Where does one actually begin?
In an answer to the first question, I will say more than anything, more than my study of scripture, my daily moments of prayer, my evenings of asana and reflection, what has drawn me to see the act of "loving your enemies" as not only possible, but necessary has been MY PATIENTS.
As clinicians I don't think we pause and reflect enough to recognize what is actually being birthed and transformed in the VERY SPACE between doctor and patient. We can easily forget the immense vulnerability of our patients, often times bearing their deepest traumas and personal self loathing as we sit back and wander off into constructing a differential diagnosis.
For as I see it, "Loving Your Patients" is actually a deep act of "Loving Your Enemies"
What did you just say?
Yes, loving your patients and honoring the vulnerable space that can either be one of healing or one of further fragmentation involves the act Jesus so eloquently taught: Loving your enemies.
Now to bring context to this statement, I am not saying as a clinician and healer, your patients are your enemies, not at all.
What I am actually referring to is much more akin to "Loving Your PROBLEMS" or in this case, the fragmentation and hurt of our patients.
As I mentioned above, as you start to enter the vulnerable space between clinician and patient, you can certainly focus and find the superficial symptoms or other distracting scars, OR you can start to discover the root reasons behind this person's suffering. You can unearth childhood traumas, periods of absent love, acts of self destruction, negative self talk, and the list goes on and on.
Being gentle and loving these potentially destructive and self defeating thoughts, the acts of self sabotage and self care gone astray, loving the aspects of the patient they most desperately wish they no longer possessed requires a deep act of LOVE, and one perhaps, both clinician and patient would choose to just ignore.
When we discover the past trauma, the periods of absent nurturing presence, the fear of our patients, their reactivity, and the projection of our patients' frustration and cynicism into our lives, do not run away, do not get defensive, for YOU HAVE FOUND PRECISELY WHAT NEEDS THE MOST ATTENTION AND LOVE.
Fill the voids of your patients with presence and compassion, be gentle towards the parents, partners or strangers who may have enacted deep acts of hurt or even hatred upon your patient for they too likely suffered the same insults and simply transmitted the fear, the hatred, the loathing into another generation.
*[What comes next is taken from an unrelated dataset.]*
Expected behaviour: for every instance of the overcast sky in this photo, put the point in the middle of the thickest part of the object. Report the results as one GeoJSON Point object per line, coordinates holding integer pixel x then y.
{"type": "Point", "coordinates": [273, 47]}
As we come to understand the complex world of epigenetics and the regulation of genetic expression, trauma, absence, fear and disdain are not simply transmitted through families as part of deeply embedded and maladaptive psychosocial frameworks, they are altering the expression of our genetic code and changing our core physiology: the terrain itself which the soul must traverse.
As I bring this post to close, I want to bring this back into the universal, extending my description from the clinician and patient dynamic into the world of simple human connection and relation. Every day you will be greeted by antagonists, problems, challenging people and unfortunate circumstances.
What if the next time you are faced with an act of hostility or hurtful misunderstanding, instead of responding to the individual with an equivalent level of hurt and hostility, you start to truly see the place from which the hostility emerged and start asking the questions:
Who hurt you?
Who was not there for you?
What about yourself do you not love and accept?
How can I fill these voids or replace these hurts with love and understanding?
You see, "loving your enemies", or love at all for that matter doesn't have to be about hugs and kisses.
For Love, as He knows it, was never meant to involve touch at all.